The landscape view provides new explanations for the mechanisms of checkpoints. Specifically, the two saddle points on the landscape can correspond to the RP and G1/S checkpoints, respectively. We found that a high level of Rb annihilates both G1 and S states, whereas a high level of p21 exterminates S state and preserves G0 and G1 states. These results indicate that Rb controls the transition of RP and that p21 is responsible for the G1/S checkpoint [35]. An intriguing result is that both high and low levels of Emi1 eliminate the S state, demonstrating that a suitable range of Emi1 might be necessary for proliferation. This coincides with recent experiments showing that the overexpression of Emi1 in mesenchymal stem cells promotes migration and differentiation rather than proliferation [73]. We found that the transition action of the G0->G1 transition increases as E2F decreases or as Rb increases, suggesting the reciprocal roles of Rb and E2F on RP. The transition action of the G1->S transition increases as CycE and CycA decrease or as p21 increases, suggesting the critical roles of P21 in G1/S checkpoints. Surprisingly, the transition action of the G0->G1 transition slightly increases as CycA and CycE increase, implying that they are not sustained to hyperphosphorylate pRb on the RP [72]. We found that a moderate degree of Emi1 facilitates the G1->S transition, whereas Cdh1 prevents it. However, Emi1 inhibits the G0 to G1 transition while Cdh1 promotes it. Finally, to explore how the other factors influence cell cycle, we performed a global sensitivity analysis on the landscape for different regulators.

The transition action and barrier height based on landscape topography provide quantitative measures for the global stability and transition dynamics of gene network system. In the landscape view, cells need two steps to enter proliferation stage; i.e., first make a transition from G0 to G1 and then make a transition from G1 to S. In this progression process, two checkpoints play critical roles, including RP governed by Rb, and G1/S checkpoint controlled by p21. In this picture, the RP can be understood as the saddle point between G0 and G1 basin, and the G1/S checkpoint can be understood as the saddle point between G1 and S basin. To enter the proliferation stage, a cell in G0 resting state first turns off Rb (turn on E2F) to cross the first barrier (RP), finishing the G0 to G1 transition, and then turns off p21 to cross the second barrier (G1/S checkpoint), finishing the G1 to S transition. Therefore, the landscape results provide a global and new picture for proliferation–quiescence decisions, and an explanation for the mechanism of checkpoints from the physical perspective.

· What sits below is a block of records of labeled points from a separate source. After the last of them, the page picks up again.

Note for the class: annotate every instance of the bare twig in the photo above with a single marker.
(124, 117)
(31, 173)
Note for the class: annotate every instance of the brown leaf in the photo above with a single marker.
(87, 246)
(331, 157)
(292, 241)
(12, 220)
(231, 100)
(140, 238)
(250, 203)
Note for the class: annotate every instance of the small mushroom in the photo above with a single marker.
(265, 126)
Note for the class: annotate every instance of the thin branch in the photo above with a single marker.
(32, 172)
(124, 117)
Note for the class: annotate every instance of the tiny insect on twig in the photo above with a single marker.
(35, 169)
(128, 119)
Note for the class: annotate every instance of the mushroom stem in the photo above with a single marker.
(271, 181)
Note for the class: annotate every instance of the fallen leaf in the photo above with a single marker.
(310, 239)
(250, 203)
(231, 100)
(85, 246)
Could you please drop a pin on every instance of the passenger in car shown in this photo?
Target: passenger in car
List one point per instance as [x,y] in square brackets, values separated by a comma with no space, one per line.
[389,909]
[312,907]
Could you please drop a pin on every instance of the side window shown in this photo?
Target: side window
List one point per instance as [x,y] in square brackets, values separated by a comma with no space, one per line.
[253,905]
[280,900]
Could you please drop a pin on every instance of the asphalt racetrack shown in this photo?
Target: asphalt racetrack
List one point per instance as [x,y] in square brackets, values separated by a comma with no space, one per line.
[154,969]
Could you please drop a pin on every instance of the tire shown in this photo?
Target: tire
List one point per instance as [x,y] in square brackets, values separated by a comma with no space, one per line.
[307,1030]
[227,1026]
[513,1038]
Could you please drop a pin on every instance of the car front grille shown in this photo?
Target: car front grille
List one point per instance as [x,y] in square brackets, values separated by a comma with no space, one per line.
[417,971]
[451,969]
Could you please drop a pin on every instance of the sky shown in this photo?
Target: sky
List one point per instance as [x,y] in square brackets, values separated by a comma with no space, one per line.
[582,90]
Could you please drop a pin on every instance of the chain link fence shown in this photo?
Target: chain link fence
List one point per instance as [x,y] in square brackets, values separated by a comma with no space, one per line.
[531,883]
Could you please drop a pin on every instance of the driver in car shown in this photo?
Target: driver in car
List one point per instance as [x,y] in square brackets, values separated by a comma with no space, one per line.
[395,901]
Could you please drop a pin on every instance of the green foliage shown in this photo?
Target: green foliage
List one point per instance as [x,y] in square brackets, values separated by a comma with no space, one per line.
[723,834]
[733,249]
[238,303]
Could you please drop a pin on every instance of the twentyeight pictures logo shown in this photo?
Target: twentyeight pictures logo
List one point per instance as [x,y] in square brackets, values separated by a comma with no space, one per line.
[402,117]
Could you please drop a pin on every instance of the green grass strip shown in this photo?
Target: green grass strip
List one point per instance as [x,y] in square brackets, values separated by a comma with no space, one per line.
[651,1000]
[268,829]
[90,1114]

We need to stress that current results provide one possible scenario in the huge parameter space of the cell cycle network. It remains challenging to perform an exhaustive parameter search in the whole state space and an explicit network structure analysis [74,75]. It will be also of great interest to develop more inclusive models by incorporating G2 and M phases, and study the dynamical mechanism of fate transitions in the cell cycle. For example, in previous work, Gérard et al. developed a mammalian cell cycle model which completely describes the cell division cycle, including the restriction point and the G1/S transition, with the influences of growth factors [10]. Based on this model, we have uncovered the potential and flux landscape, and proposed a physical explanation for cell cycle checkpoints [27]. Our work provides a general landscape view of the stochasticity and dynamics in cell state transition and facilitates our mechanistic understanding of proliferation–quiescence decisions in early mitosis.